Does the description disclose side effects, auth requirements, rate limits, or destructive behavior?

With no annotations provided, the description carries the full burden. It discloses the filter behavior and return format (structured JSON with specific fields), which is valuable. However, it doesn't mention authentication needs, rate limits, error conditions, or whether this is a read-only operation (though 'List' implies safe read). More behavioral context would improve this for a tool with zero annotation coverage.

Agents need to know what a tool does to the world before calling it. Descriptions should go beyond structured annotations to explain consequences.

Conciseness5/5

Is the description appropriately sized, front-loaded, and free of redundancy?

The description is efficiently structured in two sentences: the first states the action and filter, the second details the return format. Every element earns its place—no redundant information, well front-loaded with the core purpose. It's appropriately sized for a no-parameter listing tool.

Shorter descriptions cost fewer tokens and are easier for agents to parse. Every sentence should earn its place.

Completeness4/5

Given the tool's complexity, does the description cover enough for an agent to succeed on first attempt?

Given the tool's complexity (simple listing with predefined filter), zero parameters, no annotations, and no output schema, the description provides good completeness. It explains the filter logic and return data structure, which compensates for the lack of output schema. However, for a tool with no annotations, adding brief safety/authentication context would make it fully complete.

Complex tools with many parameters or behaviors need more documentation. Simple tools need less. This dimension scales expectations accordingly.

Parameters4/5

Does the description clarify parameter syntax, constraints, interactions, or defaults beyond what the schema provides?

The input schema has 0 parameters with 100% coverage, so the schema already fully documents the lack of parameters. The description appropriately doesn't add parameter information beyond what's in the schema, maintaining focus on the tool's purpose and behavior. For zero-parameter tools, a baseline of 4 is appropriate when the description doesn't incorrectly suggest parameters.

Input schemas describe structure but not intent. Descriptions should explain non-obvious parameter relationships and valid value ranges.

Purpose5/5

Does the description clearly state what the tool does and how it differs from similar tools?

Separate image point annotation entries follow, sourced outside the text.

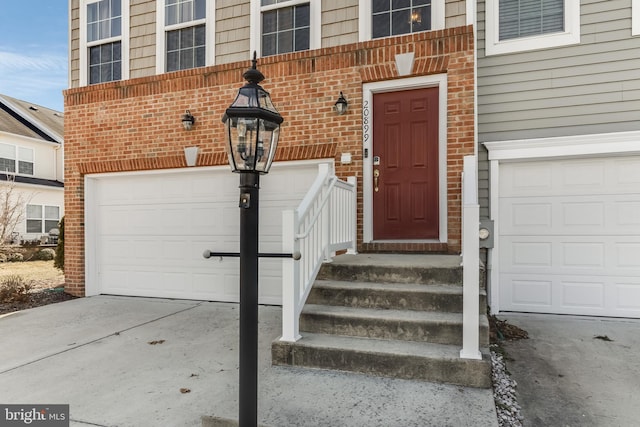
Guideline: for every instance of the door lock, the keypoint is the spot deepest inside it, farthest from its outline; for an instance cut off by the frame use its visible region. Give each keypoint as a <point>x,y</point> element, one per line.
<point>376,176</point>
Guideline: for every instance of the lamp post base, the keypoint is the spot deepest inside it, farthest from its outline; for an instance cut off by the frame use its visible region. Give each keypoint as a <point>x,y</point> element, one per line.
<point>249,189</point>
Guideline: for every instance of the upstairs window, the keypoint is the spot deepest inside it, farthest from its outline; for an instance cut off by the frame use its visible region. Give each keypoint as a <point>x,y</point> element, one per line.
<point>104,33</point>
<point>185,35</point>
<point>103,40</point>
<point>387,18</point>
<point>396,17</point>
<point>16,160</point>
<point>285,26</point>
<point>286,29</point>
<point>522,25</point>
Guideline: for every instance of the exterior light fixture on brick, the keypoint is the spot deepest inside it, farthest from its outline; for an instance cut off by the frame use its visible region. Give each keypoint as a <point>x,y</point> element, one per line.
<point>188,120</point>
<point>341,105</point>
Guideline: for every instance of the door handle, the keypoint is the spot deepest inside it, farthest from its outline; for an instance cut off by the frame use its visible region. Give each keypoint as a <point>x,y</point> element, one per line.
<point>376,176</point>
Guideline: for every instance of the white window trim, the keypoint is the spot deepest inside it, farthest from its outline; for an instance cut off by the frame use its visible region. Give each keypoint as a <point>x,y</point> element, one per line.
<point>368,90</point>
<point>493,46</point>
<point>210,34</point>
<point>17,159</point>
<point>84,45</point>
<point>43,218</point>
<point>315,20</point>
<point>635,17</point>
<point>574,146</point>
<point>364,25</point>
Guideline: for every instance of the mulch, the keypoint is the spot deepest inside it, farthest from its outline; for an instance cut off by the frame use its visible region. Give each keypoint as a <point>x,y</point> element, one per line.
<point>37,299</point>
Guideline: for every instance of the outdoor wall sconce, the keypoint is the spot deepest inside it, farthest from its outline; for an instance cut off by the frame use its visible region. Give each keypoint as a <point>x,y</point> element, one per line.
<point>191,156</point>
<point>341,105</point>
<point>188,120</point>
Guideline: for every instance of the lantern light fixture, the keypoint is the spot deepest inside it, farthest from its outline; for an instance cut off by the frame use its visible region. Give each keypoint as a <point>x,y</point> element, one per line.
<point>188,120</point>
<point>252,126</point>
<point>341,105</point>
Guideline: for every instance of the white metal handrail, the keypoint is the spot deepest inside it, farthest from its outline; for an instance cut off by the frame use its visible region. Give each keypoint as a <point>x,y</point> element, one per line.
<point>324,222</point>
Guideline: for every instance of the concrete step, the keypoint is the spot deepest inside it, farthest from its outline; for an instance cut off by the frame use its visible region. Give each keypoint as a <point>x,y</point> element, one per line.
<point>404,325</point>
<point>396,359</point>
<point>406,296</point>
<point>394,268</point>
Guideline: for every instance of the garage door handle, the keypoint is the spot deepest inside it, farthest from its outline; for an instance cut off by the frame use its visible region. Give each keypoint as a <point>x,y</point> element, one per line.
<point>208,254</point>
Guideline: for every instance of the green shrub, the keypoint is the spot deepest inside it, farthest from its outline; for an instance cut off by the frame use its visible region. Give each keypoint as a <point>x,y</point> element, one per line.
<point>15,257</point>
<point>14,288</point>
<point>46,254</point>
<point>59,259</point>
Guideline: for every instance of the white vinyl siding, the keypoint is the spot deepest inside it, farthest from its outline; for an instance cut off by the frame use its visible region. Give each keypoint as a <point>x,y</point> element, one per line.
<point>588,88</point>
<point>522,25</point>
<point>104,41</point>
<point>635,17</point>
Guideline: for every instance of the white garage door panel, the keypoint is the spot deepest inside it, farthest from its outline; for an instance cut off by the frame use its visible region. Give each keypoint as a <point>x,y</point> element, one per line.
<point>149,231</point>
<point>569,236</point>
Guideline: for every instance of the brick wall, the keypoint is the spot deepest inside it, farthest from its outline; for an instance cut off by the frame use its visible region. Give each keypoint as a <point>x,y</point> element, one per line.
<point>135,124</point>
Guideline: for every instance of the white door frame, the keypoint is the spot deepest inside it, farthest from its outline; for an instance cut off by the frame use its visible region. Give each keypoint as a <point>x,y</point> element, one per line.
<point>575,146</point>
<point>368,90</point>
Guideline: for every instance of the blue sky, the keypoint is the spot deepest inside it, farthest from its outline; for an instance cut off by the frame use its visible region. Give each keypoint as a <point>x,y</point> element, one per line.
<point>33,51</point>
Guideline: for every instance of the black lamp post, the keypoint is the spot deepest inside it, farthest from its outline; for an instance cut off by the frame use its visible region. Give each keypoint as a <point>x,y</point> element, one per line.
<point>252,126</point>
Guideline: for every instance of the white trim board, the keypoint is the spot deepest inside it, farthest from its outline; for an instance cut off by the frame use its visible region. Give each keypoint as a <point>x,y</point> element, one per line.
<point>368,90</point>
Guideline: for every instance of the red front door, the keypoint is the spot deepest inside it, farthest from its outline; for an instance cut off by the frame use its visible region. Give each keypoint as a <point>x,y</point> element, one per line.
<point>405,165</point>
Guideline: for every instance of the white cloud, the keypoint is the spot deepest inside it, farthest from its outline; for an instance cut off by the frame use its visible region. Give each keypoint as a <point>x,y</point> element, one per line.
<point>34,77</point>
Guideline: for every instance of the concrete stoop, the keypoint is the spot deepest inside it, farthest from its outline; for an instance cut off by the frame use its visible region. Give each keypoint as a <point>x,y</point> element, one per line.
<point>389,315</point>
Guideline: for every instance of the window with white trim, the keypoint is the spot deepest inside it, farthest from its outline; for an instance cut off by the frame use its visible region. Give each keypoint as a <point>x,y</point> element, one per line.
<point>16,160</point>
<point>396,17</point>
<point>285,26</point>
<point>386,18</point>
<point>103,41</point>
<point>522,25</point>
<point>185,31</point>
<point>42,218</point>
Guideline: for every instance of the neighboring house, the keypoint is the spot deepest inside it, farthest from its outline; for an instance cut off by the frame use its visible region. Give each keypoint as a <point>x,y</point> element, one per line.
<point>558,108</point>
<point>31,165</point>
<point>138,219</point>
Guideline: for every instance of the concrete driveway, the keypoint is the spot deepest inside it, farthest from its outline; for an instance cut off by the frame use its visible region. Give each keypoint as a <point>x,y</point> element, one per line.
<point>98,355</point>
<point>570,374</point>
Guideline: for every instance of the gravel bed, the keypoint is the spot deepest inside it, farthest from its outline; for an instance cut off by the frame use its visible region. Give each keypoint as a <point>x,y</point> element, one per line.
<point>504,392</point>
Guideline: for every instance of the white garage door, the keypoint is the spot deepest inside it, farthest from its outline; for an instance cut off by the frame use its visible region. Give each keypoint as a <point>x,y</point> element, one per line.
<point>569,236</point>
<point>146,232</point>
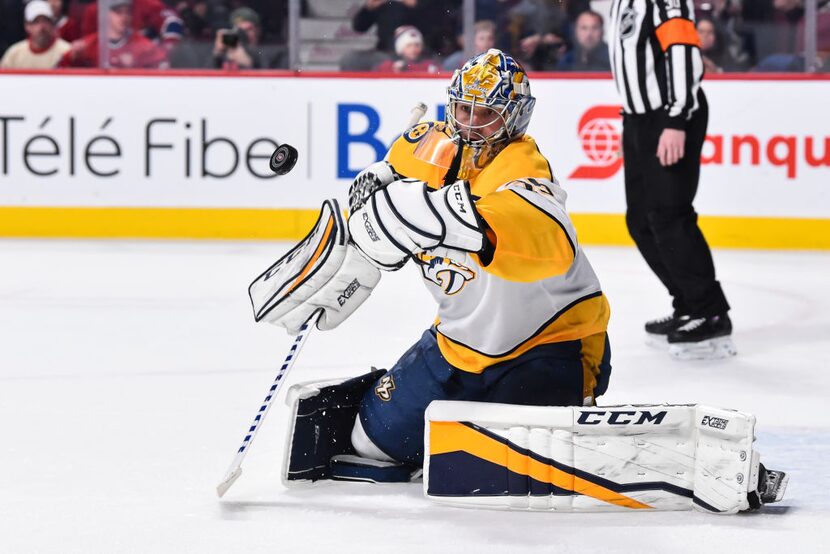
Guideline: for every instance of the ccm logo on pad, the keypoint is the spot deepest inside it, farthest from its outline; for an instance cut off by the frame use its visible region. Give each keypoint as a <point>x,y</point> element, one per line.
<point>638,417</point>
<point>716,422</point>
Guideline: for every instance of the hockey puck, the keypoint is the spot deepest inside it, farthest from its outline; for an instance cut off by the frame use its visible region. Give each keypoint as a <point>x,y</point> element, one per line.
<point>283,159</point>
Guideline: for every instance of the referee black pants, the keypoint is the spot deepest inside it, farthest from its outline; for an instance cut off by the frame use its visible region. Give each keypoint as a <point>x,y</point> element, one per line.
<point>660,216</point>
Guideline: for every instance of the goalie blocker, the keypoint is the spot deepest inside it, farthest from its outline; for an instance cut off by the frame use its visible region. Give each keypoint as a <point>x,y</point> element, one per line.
<point>323,272</point>
<point>565,459</point>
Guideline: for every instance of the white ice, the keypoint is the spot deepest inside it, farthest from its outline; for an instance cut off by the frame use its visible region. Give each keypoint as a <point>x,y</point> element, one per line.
<point>129,372</point>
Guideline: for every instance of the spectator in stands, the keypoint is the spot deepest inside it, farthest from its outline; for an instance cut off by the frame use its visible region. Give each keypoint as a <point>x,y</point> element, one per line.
<point>589,53</point>
<point>202,18</point>
<point>241,46</point>
<point>43,49</point>
<point>152,18</point>
<point>546,30</point>
<point>409,47</point>
<point>484,38</point>
<point>127,48</point>
<point>794,61</point>
<point>388,16</point>
<point>11,16</point>
<point>67,28</point>
<point>238,47</point>
<point>732,35</point>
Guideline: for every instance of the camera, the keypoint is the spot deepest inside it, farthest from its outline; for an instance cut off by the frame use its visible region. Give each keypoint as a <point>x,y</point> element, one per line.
<point>232,37</point>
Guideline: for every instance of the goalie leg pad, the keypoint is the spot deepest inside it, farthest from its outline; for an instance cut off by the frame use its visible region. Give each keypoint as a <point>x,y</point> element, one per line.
<point>590,459</point>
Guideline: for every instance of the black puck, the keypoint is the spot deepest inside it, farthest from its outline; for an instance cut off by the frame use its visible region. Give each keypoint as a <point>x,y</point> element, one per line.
<point>283,159</point>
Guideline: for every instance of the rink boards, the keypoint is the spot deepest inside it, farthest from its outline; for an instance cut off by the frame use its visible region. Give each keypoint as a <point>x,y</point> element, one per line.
<point>186,155</point>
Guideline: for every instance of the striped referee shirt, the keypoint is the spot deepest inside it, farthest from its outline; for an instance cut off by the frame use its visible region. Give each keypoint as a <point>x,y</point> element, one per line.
<point>655,57</point>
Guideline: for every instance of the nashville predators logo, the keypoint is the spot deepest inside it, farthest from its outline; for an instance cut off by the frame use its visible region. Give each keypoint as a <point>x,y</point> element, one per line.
<point>385,387</point>
<point>417,132</point>
<point>481,79</point>
<point>444,272</point>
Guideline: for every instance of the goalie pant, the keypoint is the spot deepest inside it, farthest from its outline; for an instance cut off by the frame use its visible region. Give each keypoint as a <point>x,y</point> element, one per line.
<point>390,419</point>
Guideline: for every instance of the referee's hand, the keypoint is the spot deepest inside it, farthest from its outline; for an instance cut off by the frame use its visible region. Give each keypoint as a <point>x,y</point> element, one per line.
<point>670,147</point>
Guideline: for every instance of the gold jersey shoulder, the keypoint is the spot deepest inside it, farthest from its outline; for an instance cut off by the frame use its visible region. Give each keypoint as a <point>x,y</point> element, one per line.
<point>521,159</point>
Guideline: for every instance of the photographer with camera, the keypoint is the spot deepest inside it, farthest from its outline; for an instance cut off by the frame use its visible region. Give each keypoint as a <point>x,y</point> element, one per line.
<point>238,47</point>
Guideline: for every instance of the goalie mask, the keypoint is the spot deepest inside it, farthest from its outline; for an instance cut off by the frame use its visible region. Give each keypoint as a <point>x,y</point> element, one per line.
<point>488,105</point>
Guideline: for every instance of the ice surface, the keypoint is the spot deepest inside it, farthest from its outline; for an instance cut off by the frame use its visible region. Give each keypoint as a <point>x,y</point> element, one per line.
<point>129,372</point>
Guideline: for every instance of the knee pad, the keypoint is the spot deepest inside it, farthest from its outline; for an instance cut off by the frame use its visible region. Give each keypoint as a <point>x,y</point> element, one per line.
<point>321,431</point>
<point>323,415</point>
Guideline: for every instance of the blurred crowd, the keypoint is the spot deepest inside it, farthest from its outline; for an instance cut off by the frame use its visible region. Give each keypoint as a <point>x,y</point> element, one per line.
<point>412,35</point>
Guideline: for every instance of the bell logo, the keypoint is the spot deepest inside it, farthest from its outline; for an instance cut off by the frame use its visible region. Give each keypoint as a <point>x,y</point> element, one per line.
<point>599,130</point>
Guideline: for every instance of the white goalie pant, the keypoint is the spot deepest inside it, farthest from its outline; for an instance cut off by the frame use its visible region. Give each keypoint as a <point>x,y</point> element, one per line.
<point>574,459</point>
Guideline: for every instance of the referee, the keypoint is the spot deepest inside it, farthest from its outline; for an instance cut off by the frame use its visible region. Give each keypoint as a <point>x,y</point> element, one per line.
<point>657,66</point>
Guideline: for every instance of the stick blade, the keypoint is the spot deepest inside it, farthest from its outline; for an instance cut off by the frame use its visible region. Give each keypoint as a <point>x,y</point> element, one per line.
<point>228,482</point>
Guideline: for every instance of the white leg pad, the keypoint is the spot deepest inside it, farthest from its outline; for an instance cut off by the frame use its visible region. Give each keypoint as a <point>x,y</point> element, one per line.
<point>621,458</point>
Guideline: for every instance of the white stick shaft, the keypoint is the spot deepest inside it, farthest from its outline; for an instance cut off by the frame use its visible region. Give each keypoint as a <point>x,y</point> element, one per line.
<point>235,469</point>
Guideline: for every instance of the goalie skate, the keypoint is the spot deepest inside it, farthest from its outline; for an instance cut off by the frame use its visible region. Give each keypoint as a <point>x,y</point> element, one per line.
<point>712,349</point>
<point>772,485</point>
<point>704,338</point>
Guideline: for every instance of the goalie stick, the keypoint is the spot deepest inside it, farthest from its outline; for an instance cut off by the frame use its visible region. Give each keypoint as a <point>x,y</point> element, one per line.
<point>235,469</point>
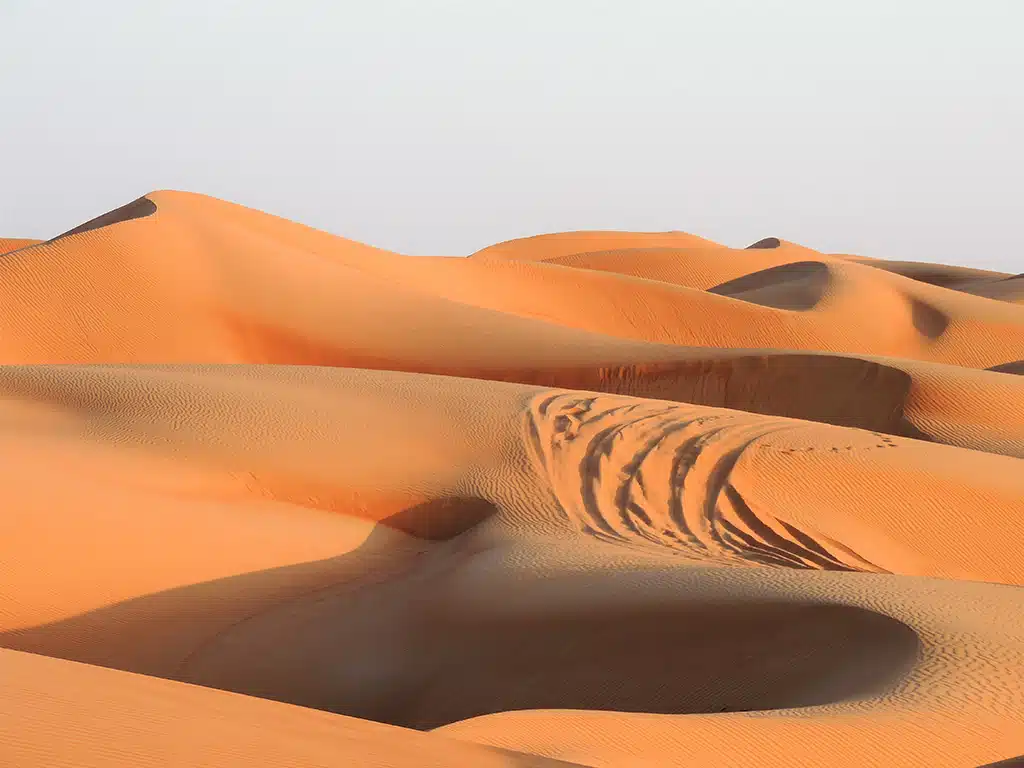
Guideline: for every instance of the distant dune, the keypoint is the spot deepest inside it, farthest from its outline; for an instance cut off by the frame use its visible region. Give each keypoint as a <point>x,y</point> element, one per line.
<point>594,499</point>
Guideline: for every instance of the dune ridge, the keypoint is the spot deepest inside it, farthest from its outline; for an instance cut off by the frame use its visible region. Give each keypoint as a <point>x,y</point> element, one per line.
<point>271,497</point>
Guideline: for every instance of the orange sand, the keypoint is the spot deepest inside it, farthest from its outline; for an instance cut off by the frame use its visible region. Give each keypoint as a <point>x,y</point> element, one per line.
<point>610,499</point>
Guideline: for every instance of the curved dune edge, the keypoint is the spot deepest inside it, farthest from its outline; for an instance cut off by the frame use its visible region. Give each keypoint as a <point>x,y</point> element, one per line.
<point>7,245</point>
<point>61,713</point>
<point>1017,367</point>
<point>610,498</point>
<point>243,501</point>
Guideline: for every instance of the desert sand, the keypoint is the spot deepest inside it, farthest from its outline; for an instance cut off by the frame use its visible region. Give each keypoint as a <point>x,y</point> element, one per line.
<point>271,497</point>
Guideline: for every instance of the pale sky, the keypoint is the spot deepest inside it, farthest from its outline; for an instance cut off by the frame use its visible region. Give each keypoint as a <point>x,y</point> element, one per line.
<point>891,128</point>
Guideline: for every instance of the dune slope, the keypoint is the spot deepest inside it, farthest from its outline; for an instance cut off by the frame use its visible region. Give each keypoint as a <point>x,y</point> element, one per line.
<point>607,499</point>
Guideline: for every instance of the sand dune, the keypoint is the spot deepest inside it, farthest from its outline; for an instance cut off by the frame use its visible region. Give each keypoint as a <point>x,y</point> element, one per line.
<point>12,244</point>
<point>611,499</point>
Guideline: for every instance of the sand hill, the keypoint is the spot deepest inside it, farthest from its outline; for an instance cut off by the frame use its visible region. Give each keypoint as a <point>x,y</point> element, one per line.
<point>593,499</point>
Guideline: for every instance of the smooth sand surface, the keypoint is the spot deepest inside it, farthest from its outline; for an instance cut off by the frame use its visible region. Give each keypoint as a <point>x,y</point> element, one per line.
<point>610,499</point>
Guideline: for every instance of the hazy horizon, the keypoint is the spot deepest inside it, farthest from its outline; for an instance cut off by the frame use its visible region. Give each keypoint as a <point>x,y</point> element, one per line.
<point>886,129</point>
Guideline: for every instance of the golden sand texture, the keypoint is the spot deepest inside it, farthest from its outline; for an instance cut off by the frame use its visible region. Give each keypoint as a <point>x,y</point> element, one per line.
<point>597,499</point>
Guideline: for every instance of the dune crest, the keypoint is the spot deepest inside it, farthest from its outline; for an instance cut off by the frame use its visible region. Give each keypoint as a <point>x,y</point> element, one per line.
<point>270,496</point>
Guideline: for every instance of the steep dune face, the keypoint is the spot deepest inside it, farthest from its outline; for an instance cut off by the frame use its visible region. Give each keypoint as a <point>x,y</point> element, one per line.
<point>12,244</point>
<point>601,499</point>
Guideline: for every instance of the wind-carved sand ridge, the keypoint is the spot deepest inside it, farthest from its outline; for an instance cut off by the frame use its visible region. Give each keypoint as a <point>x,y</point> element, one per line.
<point>640,473</point>
<point>594,499</point>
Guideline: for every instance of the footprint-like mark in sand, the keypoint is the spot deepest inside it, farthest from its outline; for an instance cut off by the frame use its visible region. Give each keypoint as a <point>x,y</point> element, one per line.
<point>658,474</point>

The description clearly states the specific action ('List all next actions from Todoist') and resource ('next actions'), with precise filtering criteria ('(##Next actions | ##Brian acknowledged) & !subtask filter'). It distinguishes from siblings by focusing on a specific GTD workflow subset, unlike general task listing tools like 'get_tasks_due_this_week' or 'search_tasks'.

Agents choose between tools based on descriptions. A clear purpose with a specific verb and resource helps agents select the right tool.

Usage Guidelines4/5

Does the description explain when to use this tool, when not to, or what alternatives exist?

The description implies usage context through the specific filter criteria, suggesting this tool is for retrieving GTD-style next actions (excluding subtasks). However, it doesn't explicitly state when to use this versus alternatives like 'get_waiting_tasks' or 'list_brian_time_sensitive_tasks', nor does it provide exclusion guidance for other sibling tools.

Agents often have multiple tools that could apply. Explicit usage guidance like "use X instead of Y when Z" prevents misuse.